Reverse of diffraction Can we arrange a practical in such a way that the dark and bright bands in diffraction grating be allowed to pass through the same slit to get the original light (i.e the incident light before diffraction), just like we reverse the arrows in reflection and refraction
 A: for light beams, you might also consider something called a corner reflector or retro-reflector. this is a glass prism cut in such a way that any beam of light entering it is reflected back at almost exactly the same angle that it made going into the prism. if you constructed a flat plate containing a large number of small corner reflectors and placed it at the location of the screen in the experiment you describe, then all the light striking the plate across its width would be reflected back to the slit. 
I do not know how that collection of beams coming back into the slit would behave when they all meet!
A: Reversing diffraction is precisely what is done in Fourier Optics! 
There, instead of placing a screen after the slit to see the diffraction pattern, a lens is put there instead. If you arrange the diffraction image to lie at the back focal plane of the lens, you will see the image of the slit itself at the front focal plane of the lens. 
This procedure of reversing diffraction relies on a fundamental Fourier transform property of a thin lens. The idea is that placing an object exactly one focal length $+f$ away from the lens will produce an image of the object one focal length $-f$ on the opposite side that is the Fourier transform of the object.
This is shown in the image below

A: Optics is time-reversal invariant, so the short answer is "yes".

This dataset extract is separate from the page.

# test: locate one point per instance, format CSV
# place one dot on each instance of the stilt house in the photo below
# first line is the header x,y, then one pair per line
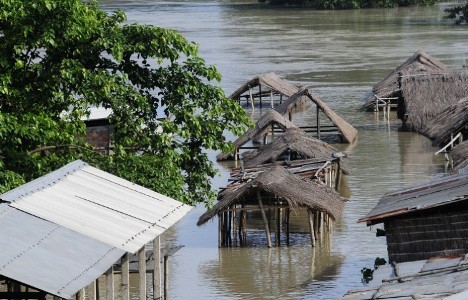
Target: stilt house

As a practical matter it is essentially impossible to set up the exact reversed situation, but we can set up good approximations in some cases (and in particular in electromagnetic bands not including visible light). Once the approximation is good enough it becomes useful.
A "phased array" transmitter is exactly a mechanism for focusing electromagnetic waves by emitting them from many places with carefully arranged phase off-sets. They are difficult to build, tune, and operate effectively; but they are a thing.
A: In order to reverse the light in a double-slit interferometer to form a single beam, it is necessary to exactly time-reverse the light from the band pattern -- including the relative phase of each part of every band.  This can be done, but it is not easy.  Because a hologram records phase as well as amplitude, the method that will work best is to record the band pattern as a hologram, then reconstruct the hologram in reverse.